You can barely tell it’s a rooibos base apart from the lack of caffeine as the coconut and spices are quite distinctive. There are cloves and cinnamon in there as well as a slight bite from the peppercorns and he coconut gives the tea just the right amount of sweet, nutty flavour. I wouldn’t mind actually buying some of this tea down the road when my cupboard isn’t stuffed to overflowing.
This is another Lupicia tea that came my way via the Great Canadian Traveling Teabox. I was a bit skeptical at the steeping directions as it seems like too long and hot a steep for a green tea – but somehow the tea comes out tasting fine. It has a delicious savory flavour with a toasted, nutty undertone and it’s a distinctly chestnut sort of nutty – rich and strong and distinctive.
I got this as one of my three samples that came with my Davids Tea order. I have a DT store in my town but they were all out of Pumpkin Patch and Mango Lassi and I wanted to stock up before they were gone. It seemed a fair trade for the cost of shipping.
The tea smells quite tasty – sweet and nutty though I was rather alarmed when it turned bright pink when I added water. Thankfully the cause was beetroot rather than the dreaded hibiscus – though it still begs the question as why a tea like this has to be bright pink to begin with – it’s more than a little incongruous.
It tastes very much like freshly-baked banana bread – mostly minus the bananas. It’s nutty and sweet with a warm, baked undertone. It makes a wonderful dessert tea.
I’d always thought that orzo was a type of pasta – and it turns out I’m not wrong but apparently the pasta got its name for it’s resemblance to barley grains which is what this tea is made out of. It looks very much like coffee grounds and it was a pain in the ass to clean out of my strainer so I’d say it almost needs something like a coffee filter for brewing.
Dry the smell is a rich, malted scent with hints of chocolate and strawberry.
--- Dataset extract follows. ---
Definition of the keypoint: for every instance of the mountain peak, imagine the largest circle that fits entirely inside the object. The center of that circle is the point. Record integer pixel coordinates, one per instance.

After adding the water it became more coffee-like. I literally can’t drinking coffee or it will make me violently ill so I have no idea how close the flavour is to actual coffee – which supposedly orzo is a common substitute for. I will say that it tastes like it smells – flavourful and toasty with a faint hint of bitterness. The strawberry is sort of a vague sweet undertone but it provides a nice contrast.
Many thanks to Ash for providing a sample of this tea via the GCTTB.
This is the first yellow tea I have ever drank as it isn’t an easy type of tea to get a hold of without shelling out a bunch of money.
It’s an interesting-looking tea, the dry leaves are a mix of dark brown and grey rather than yellow like you’d expect and they’re formed into little twists resulting in a tea that’s quite loose and hard to measure in my little scoop. The flavour remind me of some white teas that I’ve tried with a distinct hay-like flavour. This tea doesn’t have the same sweetness that usually accompanies those white teas though. I gave it a resteep @2:45 but the results were a bit lackluster and weak.
It’s an interesting tea, though I’m not entirely sure if I actually like it or not – I need to fiddle with the parameters a bit before I can say for sure. Can anyone else share how they steep their yellow teas?
This came out of the Great Canadian Traveling Teabox, it’s in bagged form so it was nice and convenient for a morning like this when I didn’t feel like doing anything complicated. It has a pleasant spiced-orange flavour and yes, there’s licorice present but honestly I didn’t find it to be very strong – unlike in some teas where it overwhelms everything else, this was content to remain a faintly sweet background note.
Reading the reviews of this tea is amusing because people seem to either love it or absolutely loath it. I…sit somewhere in the middle, it’s not bad at all for bagged tea but it’s nothing fantastic.
I’m always on the lookout for a good chai, particularly this time of year when the warm spiciness is appreciated. This one is a CTC style mixed with pieces of spices and a few rose petals. The scent is lovely and fragrant but unfortunately it doesn’t transfer entirely over to the flavour as I find it a bit mild for something billed as a ‘spicy’ chai. Still it’s nice and I can still distinctly taste cardamom, cloves and a hint of what I think might be black pepper. No real rose flavour though, sadly. The base is also nice for a CTC, robust without being too harsh or astringent.
It was pretty much a requirement for me as a Canadian to give this tea a try – actually Frank didn’t have to twist my arm that much – I love his cheesecake-flavoured blends. Ti Kwan Yin was a good choice for the base because the tea’s natural sweetness really brings out the maple flavours and its smoothness compliments the creamy cheesecake flavours. This tea is well-worth the few dollars extra it cost as a ‘V.I.T.’.